IL COMPORTAMENTO DELLA STAMPA
Trascrivo qualche titolo preso dai giornali di ieri. Per esempio: «GIUSTZIA è FATTA ( a caratteri cubitali, maiuscoli, a tutta pagina) Casa occupata, liberata a colpi di manganello». Oppure: «Rubano agli anziani per dare agli stranieri».

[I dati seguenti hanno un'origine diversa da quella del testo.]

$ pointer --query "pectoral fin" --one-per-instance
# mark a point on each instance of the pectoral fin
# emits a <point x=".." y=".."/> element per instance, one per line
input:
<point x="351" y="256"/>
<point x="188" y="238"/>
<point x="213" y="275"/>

Non voglio annoiarvi citando altri titoli, o altri brani di articoli. Dico solo che questo atteggiamento verso la cronaca ha poco a che fare con l’informazione e molto a che fare con la propaganda razzista e violenta. Rubano agli anziani per dare agli stranieri ( oltre ad essere un titolo che porta una notizia del tutto falsa) è un titolo che spinge a questa distinzione: noi e gli stranieri. Noi buoni e loro ladri. Noi con diritti, loro senza. E assomiglia moltissimo agli schemi della propaganda antisemita che era stata allestita nella seconda metà degli anni trenta dal regime fascista. Del resto, esultare per una giustizia che finalmente si fa largo a colpi di manganello, involontariamente ( o forse, invece, volontariamente) è qualcosa che riecheggia le canzoncine sul “santo manganello” che sono anche quelle un’eredità ( che credevo ormai dimenticata e superata) del mussolinismo.
LA MACCHINA DEL RAZZISMO
I giornali poi non restano soli. Dettano la linea. Ai politici, a qualche Tv, ai social. L’idea del contrattacco dello Stato che manganella i neri e li disperde, si diffonde in un baleno.

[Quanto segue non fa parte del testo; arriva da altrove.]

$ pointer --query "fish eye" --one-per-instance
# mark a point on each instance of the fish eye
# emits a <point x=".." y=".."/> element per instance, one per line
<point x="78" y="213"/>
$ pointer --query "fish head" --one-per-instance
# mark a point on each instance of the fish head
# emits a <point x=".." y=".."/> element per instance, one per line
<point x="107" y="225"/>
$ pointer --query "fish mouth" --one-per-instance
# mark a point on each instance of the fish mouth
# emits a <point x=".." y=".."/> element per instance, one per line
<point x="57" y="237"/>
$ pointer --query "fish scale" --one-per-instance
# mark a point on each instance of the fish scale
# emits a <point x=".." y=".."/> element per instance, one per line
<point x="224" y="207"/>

Ogni tanto qualcuno mi chiede: ma secondo te viviamo in un paese razzista? Io non credo che un paese sia razzista. Tantomeno l’Italia. Il razzismo è qualcosa che ovviamente nasce da sentimenti popolari profondi, dalla paura, dal senso di debolezza, dalla ricerca disperata di identità, ma il razzismo vince e dilaga solo se è sostenuto dall’establishment. È stato così in Germania, in Italia, in Francia, quando Hitler lo impose. È stato così, per decenni, negli stati meridionali degli Usa. È stato così in Sudafrica. C’è una macchina del razzismo, che si mette in modo, e produce odio. L’odio è l’elemento fondante del razzismo. L’odio come sostituzione del senso civico, o del patriottismo, o degli ideali. Gli americani chiamano proprio così i reati razzisti: hate crimes, crimini dell’odio. Non sono il frutto di un fenomeno spontaneo. Sono costruiti da una macchina infernale, potente e sofisticata, della quale i principali manovratori sono i giornalisti.